Within hours of his firing by President Donald Trump, the hawkish national security adviser John Bolton was embraced by mainstream media outlets and even some Democrats, even if only as an excuse to criticize the White House.
Trump announced Bolton’s ouster via Twitter on Tuesday morning, stunning even those in Washington who have reported on the possibility of such a move for months. As the shock wore off, however, reporters and lawmakers figured they would offer their thoughts – which, unsurprisingly, went along the usual lines.
“Can't wait for the Resistance, led by Maddow & O'Donnell & Hayes, to embrace John Bolton as their hero,”quipped commentator George Szamuely. While the trio he named have so far been silent, their colleague “Morning Joe” Scarborough chimed in along those very lines.
“John Bolton has been fiercely critical of [Russian President Vladimir] Putin and North Korea for years,” he tweeted, adding that it never made sense for Bolton to work for Trump, because he “has never been cozy with those who count Americans as their enemy.”
Maggie Haberman of the New York Times and Oliver Darcy of CNN raced each other to present Bolton as someone who “felt uncomfortable defending” the administration on various issues, from tariffs to – of course – Russia.
“Putin ordered Trump to fire Bolton. Tune in tonight for our all-star FBI/CIA panel!” journalist Glenn Greenwald tweeted mockingly, alluding to CNN and MSNBC having hired a number of Obama administration spy officials.

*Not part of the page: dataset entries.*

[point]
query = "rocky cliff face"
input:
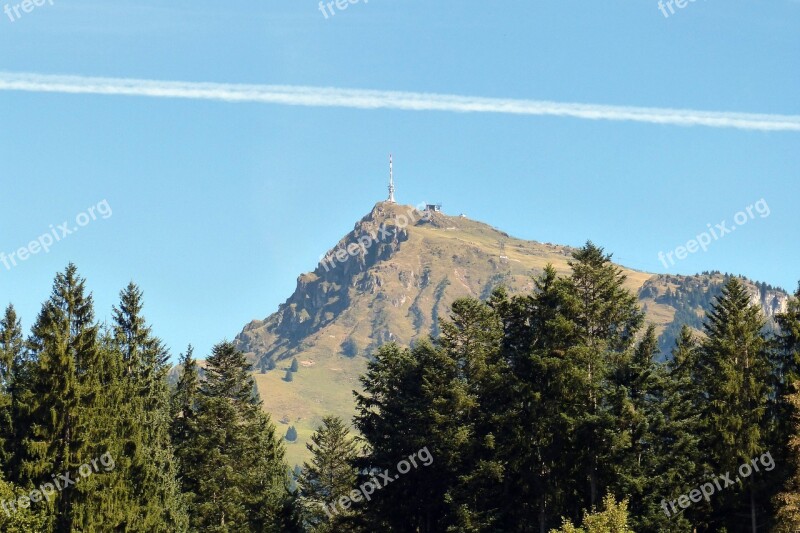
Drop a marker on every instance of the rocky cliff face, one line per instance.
(322, 296)
(394, 278)
(397, 272)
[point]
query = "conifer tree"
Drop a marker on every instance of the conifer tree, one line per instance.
(11, 353)
(64, 340)
(329, 476)
(678, 461)
(237, 458)
(184, 429)
(153, 469)
(605, 320)
(735, 370)
(612, 519)
(787, 369)
(412, 399)
(17, 519)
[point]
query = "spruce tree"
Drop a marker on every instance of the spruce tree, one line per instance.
(11, 353)
(604, 319)
(238, 465)
(787, 414)
(184, 429)
(412, 399)
(153, 469)
(735, 370)
(64, 339)
(329, 476)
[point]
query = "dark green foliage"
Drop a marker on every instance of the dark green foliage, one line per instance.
(734, 372)
(530, 407)
(11, 356)
(236, 468)
(329, 476)
(150, 457)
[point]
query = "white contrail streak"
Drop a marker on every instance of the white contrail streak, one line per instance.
(365, 99)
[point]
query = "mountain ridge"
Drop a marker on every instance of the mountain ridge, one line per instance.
(391, 279)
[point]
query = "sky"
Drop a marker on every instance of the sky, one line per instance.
(214, 207)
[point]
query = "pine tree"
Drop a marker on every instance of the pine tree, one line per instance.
(735, 372)
(153, 469)
(788, 501)
(412, 400)
(64, 339)
(604, 319)
(329, 476)
(17, 519)
(787, 414)
(11, 353)
(184, 429)
(237, 458)
(612, 519)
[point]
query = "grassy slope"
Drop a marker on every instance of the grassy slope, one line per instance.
(465, 253)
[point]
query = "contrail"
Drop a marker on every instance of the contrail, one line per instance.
(368, 99)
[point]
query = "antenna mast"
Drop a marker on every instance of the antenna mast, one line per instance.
(391, 181)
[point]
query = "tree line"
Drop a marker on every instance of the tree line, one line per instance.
(202, 456)
(550, 412)
(540, 412)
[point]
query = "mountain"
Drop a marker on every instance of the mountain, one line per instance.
(393, 278)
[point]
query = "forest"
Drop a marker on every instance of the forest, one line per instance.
(544, 412)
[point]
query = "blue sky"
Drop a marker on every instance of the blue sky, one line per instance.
(218, 207)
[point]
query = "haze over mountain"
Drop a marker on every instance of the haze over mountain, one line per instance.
(394, 278)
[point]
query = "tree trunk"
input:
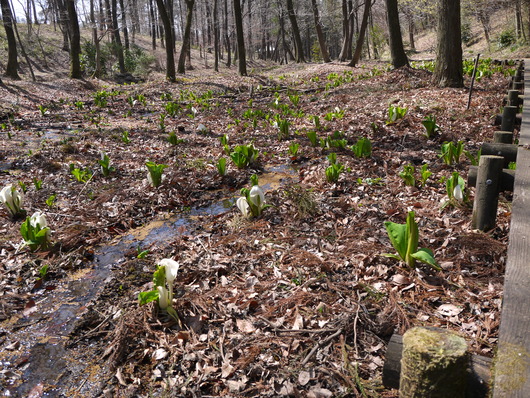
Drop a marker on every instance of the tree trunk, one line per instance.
(95, 39)
(298, 47)
(362, 32)
(170, 58)
(75, 41)
(187, 37)
(448, 71)
(399, 58)
(12, 53)
(117, 36)
(124, 25)
(152, 22)
(216, 35)
(227, 37)
(240, 35)
(320, 34)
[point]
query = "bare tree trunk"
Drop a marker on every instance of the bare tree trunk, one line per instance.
(399, 58)
(153, 24)
(124, 25)
(448, 71)
(170, 59)
(241, 54)
(299, 50)
(117, 36)
(227, 37)
(320, 34)
(187, 36)
(75, 41)
(362, 32)
(216, 35)
(12, 53)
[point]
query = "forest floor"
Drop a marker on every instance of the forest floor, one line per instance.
(297, 302)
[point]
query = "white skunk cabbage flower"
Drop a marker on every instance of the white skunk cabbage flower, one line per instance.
(172, 269)
(458, 194)
(257, 197)
(163, 301)
(12, 199)
(243, 206)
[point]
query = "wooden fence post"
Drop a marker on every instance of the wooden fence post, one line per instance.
(433, 364)
(503, 137)
(508, 118)
(487, 193)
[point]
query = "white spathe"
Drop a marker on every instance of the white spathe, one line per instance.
(12, 199)
(163, 302)
(256, 196)
(243, 206)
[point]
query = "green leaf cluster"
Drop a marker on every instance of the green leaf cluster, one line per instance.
(404, 238)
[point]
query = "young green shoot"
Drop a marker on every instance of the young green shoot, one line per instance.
(105, 165)
(430, 126)
(35, 232)
(154, 175)
(407, 174)
(221, 166)
(404, 238)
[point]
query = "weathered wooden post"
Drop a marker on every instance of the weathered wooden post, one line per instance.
(513, 98)
(434, 364)
(487, 192)
(479, 372)
(507, 151)
(508, 118)
(503, 137)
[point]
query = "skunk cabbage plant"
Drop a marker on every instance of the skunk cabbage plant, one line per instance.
(13, 200)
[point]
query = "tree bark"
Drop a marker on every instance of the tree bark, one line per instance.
(298, 47)
(117, 36)
(75, 41)
(448, 71)
(124, 25)
(227, 36)
(12, 53)
(320, 34)
(399, 58)
(187, 37)
(170, 58)
(240, 35)
(362, 32)
(216, 35)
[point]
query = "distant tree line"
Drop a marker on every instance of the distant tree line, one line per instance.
(236, 31)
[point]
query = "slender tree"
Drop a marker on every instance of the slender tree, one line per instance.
(397, 52)
(299, 49)
(187, 37)
(75, 41)
(241, 54)
(320, 34)
(12, 53)
(170, 58)
(362, 32)
(448, 70)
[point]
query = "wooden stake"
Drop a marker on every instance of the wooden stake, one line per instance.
(472, 81)
(508, 118)
(503, 137)
(507, 151)
(434, 364)
(506, 180)
(479, 375)
(487, 192)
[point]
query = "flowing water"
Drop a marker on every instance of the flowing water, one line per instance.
(39, 364)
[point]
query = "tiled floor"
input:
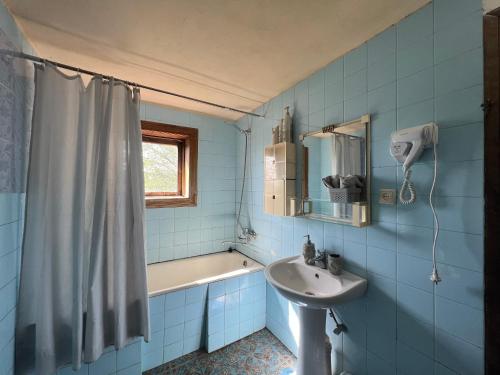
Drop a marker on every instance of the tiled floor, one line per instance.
(260, 353)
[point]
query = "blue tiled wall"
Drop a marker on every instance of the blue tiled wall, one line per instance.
(185, 320)
(174, 233)
(236, 308)
(428, 67)
(177, 325)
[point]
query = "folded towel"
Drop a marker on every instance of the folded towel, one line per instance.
(344, 182)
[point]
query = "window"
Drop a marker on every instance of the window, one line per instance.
(170, 156)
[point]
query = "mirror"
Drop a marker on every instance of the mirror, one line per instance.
(336, 173)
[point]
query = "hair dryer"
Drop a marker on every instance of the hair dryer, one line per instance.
(408, 144)
(406, 147)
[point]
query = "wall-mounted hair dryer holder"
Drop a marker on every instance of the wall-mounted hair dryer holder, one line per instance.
(407, 146)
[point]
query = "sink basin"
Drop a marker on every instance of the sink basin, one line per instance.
(314, 290)
(311, 286)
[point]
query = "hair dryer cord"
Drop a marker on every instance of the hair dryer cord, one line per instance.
(407, 187)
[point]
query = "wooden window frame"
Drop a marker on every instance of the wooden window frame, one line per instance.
(186, 140)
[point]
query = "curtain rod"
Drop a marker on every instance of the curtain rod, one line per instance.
(36, 59)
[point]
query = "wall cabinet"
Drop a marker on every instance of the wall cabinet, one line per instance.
(279, 179)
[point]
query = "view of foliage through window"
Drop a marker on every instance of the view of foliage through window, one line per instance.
(160, 167)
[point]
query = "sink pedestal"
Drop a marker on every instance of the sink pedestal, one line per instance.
(312, 357)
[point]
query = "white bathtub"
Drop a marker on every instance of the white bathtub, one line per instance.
(184, 273)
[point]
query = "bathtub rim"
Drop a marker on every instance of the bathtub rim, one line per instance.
(228, 275)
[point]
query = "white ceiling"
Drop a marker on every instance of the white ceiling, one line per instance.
(238, 53)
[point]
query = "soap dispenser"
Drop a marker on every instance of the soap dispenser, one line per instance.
(309, 251)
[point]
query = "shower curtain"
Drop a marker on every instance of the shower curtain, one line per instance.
(83, 271)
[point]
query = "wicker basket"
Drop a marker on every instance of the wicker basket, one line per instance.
(346, 195)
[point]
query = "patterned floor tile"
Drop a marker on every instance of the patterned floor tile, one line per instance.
(257, 354)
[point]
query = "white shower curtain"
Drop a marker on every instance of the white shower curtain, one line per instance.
(83, 272)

To hear the senior Democrats on the Senate Foreign Relations Committee say it, Bolton was a valuable counterweight to Trump. Sen. Bob Menendez (D-New Jersey) argued that Trump only appreciated “yes-men” and that Bolton at least “presented counterviews at times.” He would not explain how Bolton stayed in his post for nearly 18 months.

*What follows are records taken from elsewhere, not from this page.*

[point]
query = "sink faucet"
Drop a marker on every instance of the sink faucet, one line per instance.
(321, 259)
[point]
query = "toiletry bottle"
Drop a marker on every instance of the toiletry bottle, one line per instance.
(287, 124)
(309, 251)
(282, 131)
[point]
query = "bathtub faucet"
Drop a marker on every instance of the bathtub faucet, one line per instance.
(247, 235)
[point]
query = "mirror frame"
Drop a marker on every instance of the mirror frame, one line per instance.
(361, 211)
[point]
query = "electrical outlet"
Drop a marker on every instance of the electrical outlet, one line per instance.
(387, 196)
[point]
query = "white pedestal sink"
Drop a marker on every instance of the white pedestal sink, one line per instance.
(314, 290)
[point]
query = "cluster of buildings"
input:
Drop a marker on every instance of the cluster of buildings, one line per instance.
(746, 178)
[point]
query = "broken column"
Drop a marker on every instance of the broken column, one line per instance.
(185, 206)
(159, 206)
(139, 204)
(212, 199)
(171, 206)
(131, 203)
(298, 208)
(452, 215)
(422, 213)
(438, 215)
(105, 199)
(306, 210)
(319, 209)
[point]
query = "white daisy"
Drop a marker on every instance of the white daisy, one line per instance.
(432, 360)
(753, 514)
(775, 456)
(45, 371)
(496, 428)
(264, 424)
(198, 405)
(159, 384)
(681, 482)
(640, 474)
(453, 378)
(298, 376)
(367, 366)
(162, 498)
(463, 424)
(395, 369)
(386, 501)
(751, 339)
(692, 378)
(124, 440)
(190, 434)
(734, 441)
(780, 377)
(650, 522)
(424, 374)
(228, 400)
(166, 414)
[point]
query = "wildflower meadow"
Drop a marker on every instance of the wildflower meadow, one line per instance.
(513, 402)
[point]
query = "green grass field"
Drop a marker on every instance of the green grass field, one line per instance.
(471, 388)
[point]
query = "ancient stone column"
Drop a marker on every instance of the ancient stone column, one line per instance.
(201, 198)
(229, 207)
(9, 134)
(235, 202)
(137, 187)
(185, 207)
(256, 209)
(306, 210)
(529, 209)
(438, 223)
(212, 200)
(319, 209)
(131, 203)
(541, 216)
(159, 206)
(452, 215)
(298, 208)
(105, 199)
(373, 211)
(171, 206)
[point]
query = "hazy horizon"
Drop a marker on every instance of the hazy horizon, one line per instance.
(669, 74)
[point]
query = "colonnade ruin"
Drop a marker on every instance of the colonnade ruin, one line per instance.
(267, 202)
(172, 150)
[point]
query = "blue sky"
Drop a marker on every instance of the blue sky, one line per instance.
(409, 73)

“Mr. Bolton and I didn't agree on a lot of issues. But he was a straight shooter. He knows the circumstances. I'm sure he told the president what was going on. The president may not have liked to hear it. And it's unfortunate if the president won't accept professional advice,” said Sen. Ben Cardin (D-Maryland).
Senate Minority Leader Chuck Schumer (D-New York) used the opportunity to denounce Trump for “government-by-chaos approach and his rudderless national security policy,” alleging that Bolton’s “extreme views” weren’t enough for the president.

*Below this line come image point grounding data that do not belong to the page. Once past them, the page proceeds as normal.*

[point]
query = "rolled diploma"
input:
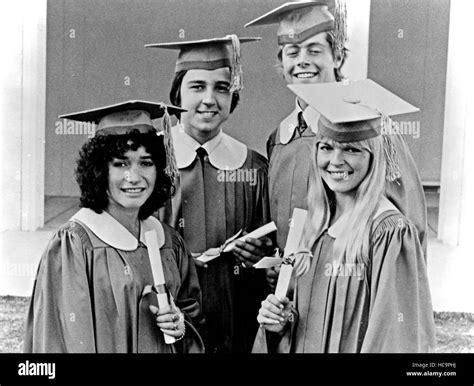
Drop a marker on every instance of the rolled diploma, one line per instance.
(157, 272)
(256, 234)
(292, 243)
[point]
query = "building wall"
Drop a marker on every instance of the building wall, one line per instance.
(96, 57)
(408, 54)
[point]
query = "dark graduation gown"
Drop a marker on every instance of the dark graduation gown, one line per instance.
(89, 297)
(384, 309)
(209, 210)
(290, 156)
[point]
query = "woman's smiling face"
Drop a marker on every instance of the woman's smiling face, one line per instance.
(342, 166)
(131, 179)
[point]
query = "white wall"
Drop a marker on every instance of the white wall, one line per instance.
(358, 22)
(457, 177)
(23, 80)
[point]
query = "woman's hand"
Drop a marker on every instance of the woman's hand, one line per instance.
(198, 263)
(170, 320)
(252, 250)
(274, 314)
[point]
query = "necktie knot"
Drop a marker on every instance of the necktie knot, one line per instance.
(302, 126)
(202, 153)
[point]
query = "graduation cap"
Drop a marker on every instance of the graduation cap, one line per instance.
(300, 20)
(354, 111)
(125, 117)
(210, 54)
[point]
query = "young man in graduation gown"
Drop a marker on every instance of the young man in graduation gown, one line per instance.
(222, 189)
(312, 50)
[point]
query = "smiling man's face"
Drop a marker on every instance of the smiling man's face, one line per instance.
(310, 61)
(205, 94)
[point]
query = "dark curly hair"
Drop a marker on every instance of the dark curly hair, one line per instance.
(175, 92)
(92, 172)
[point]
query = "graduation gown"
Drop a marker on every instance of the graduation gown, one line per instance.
(90, 293)
(290, 157)
(344, 309)
(214, 199)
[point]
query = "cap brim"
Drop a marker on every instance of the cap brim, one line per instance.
(361, 100)
(275, 15)
(156, 110)
(180, 44)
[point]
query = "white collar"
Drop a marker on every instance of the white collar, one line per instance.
(225, 152)
(111, 232)
(336, 229)
(290, 123)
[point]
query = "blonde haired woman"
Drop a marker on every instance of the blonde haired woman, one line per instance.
(365, 289)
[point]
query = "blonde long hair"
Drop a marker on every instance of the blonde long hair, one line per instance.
(353, 244)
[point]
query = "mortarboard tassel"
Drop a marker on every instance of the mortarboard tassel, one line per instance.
(340, 25)
(236, 70)
(393, 170)
(171, 168)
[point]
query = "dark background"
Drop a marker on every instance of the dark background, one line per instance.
(90, 69)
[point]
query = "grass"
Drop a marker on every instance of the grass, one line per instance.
(454, 330)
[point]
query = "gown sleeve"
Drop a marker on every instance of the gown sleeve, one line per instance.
(400, 315)
(407, 192)
(60, 313)
(271, 143)
(189, 295)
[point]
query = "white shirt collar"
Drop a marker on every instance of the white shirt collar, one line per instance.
(111, 232)
(290, 123)
(225, 152)
(336, 229)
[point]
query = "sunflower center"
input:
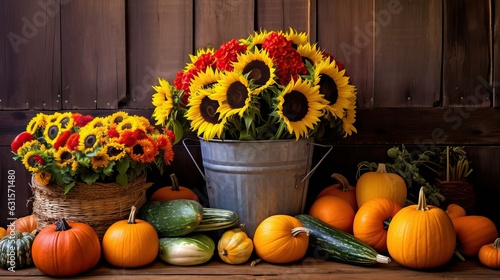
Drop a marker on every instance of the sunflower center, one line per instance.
(258, 72)
(295, 106)
(328, 88)
(208, 110)
(237, 94)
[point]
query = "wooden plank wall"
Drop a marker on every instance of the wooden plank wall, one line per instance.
(425, 71)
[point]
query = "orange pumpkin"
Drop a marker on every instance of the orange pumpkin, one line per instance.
(372, 222)
(342, 189)
(334, 211)
(380, 183)
(174, 192)
(281, 239)
(454, 211)
(130, 243)
(421, 237)
(66, 248)
(489, 255)
(473, 232)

House Speaker Nancy Pelosi took the same approach, saying Bolton’s sudden departure “is a symbol of the disarray that has unnerved our allies since day one of the Trump Administration.”
Disagreeing with the party leadership once more, Rep. Ilhan Omar (D-Minnesota) called Bolton’s firing “good riddance,” describing him as “one of the leading proponents of making the world a more dangerous place.”
Meanwhile, Senator Ted Cruz (R-Texas) praised Bolton as a friend who provided “wise counsel to multiple administrations,” and expressed hope that his departure does not mean Trump will not “go soft on Iran.”
Asked who would speak to US allies from the White House, Senator Lindsey Graham (R-South Carolina) – also a Bolton fan – simply quipped, “Probably Trump.”
That point was also made by Secretary of State Mike Pompeo, who told reporters at the White House on Tuesday afternoon that executive branch employees may come and go, but it’s Trump himself who sets policies.